Lily didn’t move. Didn’t let me hold her hand.
“Come on.”
“Don’t nag me.”
I sat on the floor near Lily’s little chair. “Is there something else going on?”
“I’m just sad.”
She was sad, but she was scared, too, and I had to know why. Was Lily lying? My gut told me she was holding stuff back. I switched on a standing lamp with a fringed shade. The low-wattage bulb spilled a dim pool of yellow light on the body.
Marianna Simonova’s getup was like a costume. Her head was wrapped in a purple silk scarf, she wore a white shirt with a high neck,
Cossack style, a long skirt, and over it all, a heavy brown velvet bathrobe with fancy embroidery. Around her neck was a gold cross with red stones.
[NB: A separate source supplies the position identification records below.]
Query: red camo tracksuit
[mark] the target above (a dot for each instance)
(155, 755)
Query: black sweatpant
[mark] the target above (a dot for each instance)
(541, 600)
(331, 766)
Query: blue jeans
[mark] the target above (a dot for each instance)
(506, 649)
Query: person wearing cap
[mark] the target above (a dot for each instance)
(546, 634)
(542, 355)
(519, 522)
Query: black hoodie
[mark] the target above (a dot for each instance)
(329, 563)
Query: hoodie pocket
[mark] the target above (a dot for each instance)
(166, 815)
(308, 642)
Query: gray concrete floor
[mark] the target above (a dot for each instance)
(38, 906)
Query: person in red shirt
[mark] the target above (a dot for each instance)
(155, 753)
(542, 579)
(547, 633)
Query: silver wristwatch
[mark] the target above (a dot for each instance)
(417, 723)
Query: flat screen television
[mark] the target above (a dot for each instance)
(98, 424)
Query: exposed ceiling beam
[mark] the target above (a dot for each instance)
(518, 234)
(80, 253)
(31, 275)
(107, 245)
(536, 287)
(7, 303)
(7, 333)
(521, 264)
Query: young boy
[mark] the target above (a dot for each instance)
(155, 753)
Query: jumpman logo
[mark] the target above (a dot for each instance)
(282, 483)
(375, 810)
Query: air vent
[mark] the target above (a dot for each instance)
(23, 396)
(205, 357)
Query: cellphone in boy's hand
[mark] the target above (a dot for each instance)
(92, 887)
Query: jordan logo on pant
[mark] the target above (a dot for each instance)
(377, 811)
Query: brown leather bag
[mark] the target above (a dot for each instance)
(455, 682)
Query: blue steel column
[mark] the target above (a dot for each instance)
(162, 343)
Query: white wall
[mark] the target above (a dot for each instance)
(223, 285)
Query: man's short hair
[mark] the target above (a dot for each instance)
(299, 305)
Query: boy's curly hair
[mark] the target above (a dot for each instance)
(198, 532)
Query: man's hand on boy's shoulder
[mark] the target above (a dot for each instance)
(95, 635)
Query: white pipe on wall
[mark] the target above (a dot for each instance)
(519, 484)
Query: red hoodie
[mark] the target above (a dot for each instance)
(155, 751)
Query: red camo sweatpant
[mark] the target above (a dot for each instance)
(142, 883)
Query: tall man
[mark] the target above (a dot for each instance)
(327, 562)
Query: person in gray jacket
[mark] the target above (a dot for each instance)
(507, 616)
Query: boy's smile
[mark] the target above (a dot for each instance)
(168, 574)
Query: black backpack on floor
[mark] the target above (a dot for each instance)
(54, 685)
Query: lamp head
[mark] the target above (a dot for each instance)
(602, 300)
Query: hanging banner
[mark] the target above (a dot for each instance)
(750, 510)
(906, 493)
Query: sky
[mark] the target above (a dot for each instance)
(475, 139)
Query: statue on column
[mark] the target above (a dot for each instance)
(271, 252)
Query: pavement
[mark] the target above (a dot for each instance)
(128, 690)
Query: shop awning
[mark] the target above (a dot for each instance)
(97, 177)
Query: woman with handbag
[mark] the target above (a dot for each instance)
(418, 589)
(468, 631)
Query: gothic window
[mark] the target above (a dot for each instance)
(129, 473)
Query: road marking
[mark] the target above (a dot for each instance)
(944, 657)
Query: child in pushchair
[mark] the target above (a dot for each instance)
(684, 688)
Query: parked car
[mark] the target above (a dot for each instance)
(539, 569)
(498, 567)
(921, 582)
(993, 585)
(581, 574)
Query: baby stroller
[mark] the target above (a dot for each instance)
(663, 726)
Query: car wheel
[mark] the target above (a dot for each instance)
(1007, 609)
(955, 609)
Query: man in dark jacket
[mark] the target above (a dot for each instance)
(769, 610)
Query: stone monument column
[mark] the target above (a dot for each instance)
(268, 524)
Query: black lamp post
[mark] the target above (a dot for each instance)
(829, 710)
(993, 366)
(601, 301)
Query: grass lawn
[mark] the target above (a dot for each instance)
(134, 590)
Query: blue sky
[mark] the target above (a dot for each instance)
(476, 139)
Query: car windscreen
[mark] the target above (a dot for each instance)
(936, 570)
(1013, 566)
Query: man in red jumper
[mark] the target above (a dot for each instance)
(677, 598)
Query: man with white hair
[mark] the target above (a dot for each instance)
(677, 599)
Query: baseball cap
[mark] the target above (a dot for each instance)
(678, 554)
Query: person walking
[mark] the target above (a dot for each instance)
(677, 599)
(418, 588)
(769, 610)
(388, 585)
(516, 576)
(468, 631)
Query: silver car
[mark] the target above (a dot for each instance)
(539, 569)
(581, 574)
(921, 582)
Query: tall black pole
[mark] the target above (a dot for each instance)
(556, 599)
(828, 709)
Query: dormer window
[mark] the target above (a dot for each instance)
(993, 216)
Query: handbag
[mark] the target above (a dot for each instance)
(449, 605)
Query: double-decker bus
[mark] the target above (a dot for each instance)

Her hands were clasped across her body, one of them curled in a fist. I figured she was arthritic.
It was as if she had been arranged—or had arranged herself—for death. There was no sign anyone had hurt her, no actual sign of her dying, either, except that she was dead. She was as composed as one of the icons on her mantelpiece.
Kneeling by the sofa, I saw she wasn’t so old, no more than seventy. Her face was still smooth, and it was a long, imperious, oval face with a weirdly high forehead, thin, plucked eyebrows, a skinny nose.
The fingers of her left hand were cold but still pliant. Rigor hadn’t set in yet. I touched the other hand. It wasn’t arthritic after all, just curled in a fist. I pulled back the fingers. Something she had been holding fell out. It was a horn button from a man’s jacket. I put it in my pocket.
Simonova wasn’t a victim. Was she? This wasn’t some case I was working. But I took the button anyway, and then I touched her face. The skin was soft, almost alive, like one of those dolls they sell at fancy toy shops, the kind with the creepy feel of human flesh.
On the floor was a biography of Rasputin in Russian, and a paperback, an English mystery, the kind my mother used to love, which she read secretly in her kitchen back in Moscow. She hid them in a kitchen cupboard with the potatoes. I remembered them all.
A little table near the sofa, black and inlaid with mother-of-pearl, was piled with pill bottles, a half-empty liter of cheap American vodka, a pack of Sobranies, most of them already smoked, a glass ashtray full of the butts. A small glass with water still in it had red lipstick on the rim, and there was a bottle of perfume. I took out the stopper, smelled it. From the low chair where she was sitting, Lily watched me.
“Artie?”
“What?”
“Please cover Marianna up,” Lily said. “I feel like she can see me.”
I put the shawl back over the dead woman’s face, which is when I noticed something I hadn’t seen before: the tip of the woman’s left ring finger was missing, and the flesh where it had been cut was thick with scar tissue.